Changesets seem better for system level stuff that involves lots of refactoring. As an example, I've been trying to consolidate all of the code that knows something about URL's and Http into a coherent package. Its scattered all over the image in half a dozen packages so this change will involve many package name changes, class name changes, moving methods, etc. Monticello seems to act on packages, so to capture this work and get it applied, I think a changeset is a better tool.

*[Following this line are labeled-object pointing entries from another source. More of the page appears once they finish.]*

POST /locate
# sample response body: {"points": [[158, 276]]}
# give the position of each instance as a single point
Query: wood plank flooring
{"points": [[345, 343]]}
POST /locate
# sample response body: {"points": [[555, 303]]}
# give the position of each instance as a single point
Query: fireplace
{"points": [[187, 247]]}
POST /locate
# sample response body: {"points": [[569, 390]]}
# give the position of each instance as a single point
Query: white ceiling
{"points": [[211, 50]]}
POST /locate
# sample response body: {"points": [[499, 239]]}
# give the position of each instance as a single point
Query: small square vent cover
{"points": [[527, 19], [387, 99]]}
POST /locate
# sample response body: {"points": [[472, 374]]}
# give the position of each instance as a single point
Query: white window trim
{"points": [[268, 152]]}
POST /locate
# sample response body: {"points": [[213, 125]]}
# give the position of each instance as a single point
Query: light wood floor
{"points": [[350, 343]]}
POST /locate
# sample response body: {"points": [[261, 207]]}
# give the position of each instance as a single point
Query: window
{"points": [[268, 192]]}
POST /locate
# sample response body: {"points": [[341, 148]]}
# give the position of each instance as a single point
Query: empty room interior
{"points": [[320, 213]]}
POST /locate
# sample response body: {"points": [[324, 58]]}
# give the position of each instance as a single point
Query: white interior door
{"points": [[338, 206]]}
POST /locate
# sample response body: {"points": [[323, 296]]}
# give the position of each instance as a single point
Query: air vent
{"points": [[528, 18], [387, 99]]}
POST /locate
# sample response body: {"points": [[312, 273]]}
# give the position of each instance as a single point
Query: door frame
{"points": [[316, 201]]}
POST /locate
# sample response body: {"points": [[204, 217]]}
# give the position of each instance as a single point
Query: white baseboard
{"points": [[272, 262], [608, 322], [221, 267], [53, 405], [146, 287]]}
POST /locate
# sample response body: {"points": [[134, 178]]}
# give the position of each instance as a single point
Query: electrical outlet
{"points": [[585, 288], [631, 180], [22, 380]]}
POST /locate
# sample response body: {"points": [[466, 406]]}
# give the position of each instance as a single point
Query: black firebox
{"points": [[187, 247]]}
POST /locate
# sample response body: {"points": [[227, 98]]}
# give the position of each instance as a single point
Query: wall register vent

However, when it comes to maintaining modules and packages (chunks of capability that are a "THING"), I feel that changesets are AWFUL, crap out more often than not because my image isn't in the starting state the changeset was based on and changeset loading doesn't preflight well. If it fails I have an image in an indeterminate state and have to quit and relaunch to get back the last saved (and sane) state. I can't begin to count the number of times I've set out to load a .sar file and had it crap out because something in my image wasn't in the state that file expected.
As an exercise, try grabbing a 3.6 basic image and see if, using old .sar's on SqueakMap, you can get an image configured with Kom, Seaside, Postgres, and GLORP and let me know how many tries it takes you.
This is because changesets don't capture the expected initial and final state - only the transitions - and that is seldom enough when you're trying to work in a team and build a single "thing".
We really need a tool that knows both.
-Todd Blanchard
On Feb 25, 2006, at 11:08 PM, Andreas Raab wrote:
Colin Putney wrote:
First, let me mention that Monticello was designed with maintaining live system in mind. I think where it falls down is with scale.
Actually, I think there are some very fundamental issues when using Monticello in a live system, e.g., a system which has live instances of the classes being changed. The most important ones I can think about (which have nothing to do with scale) are renaming classes and series of class migrations.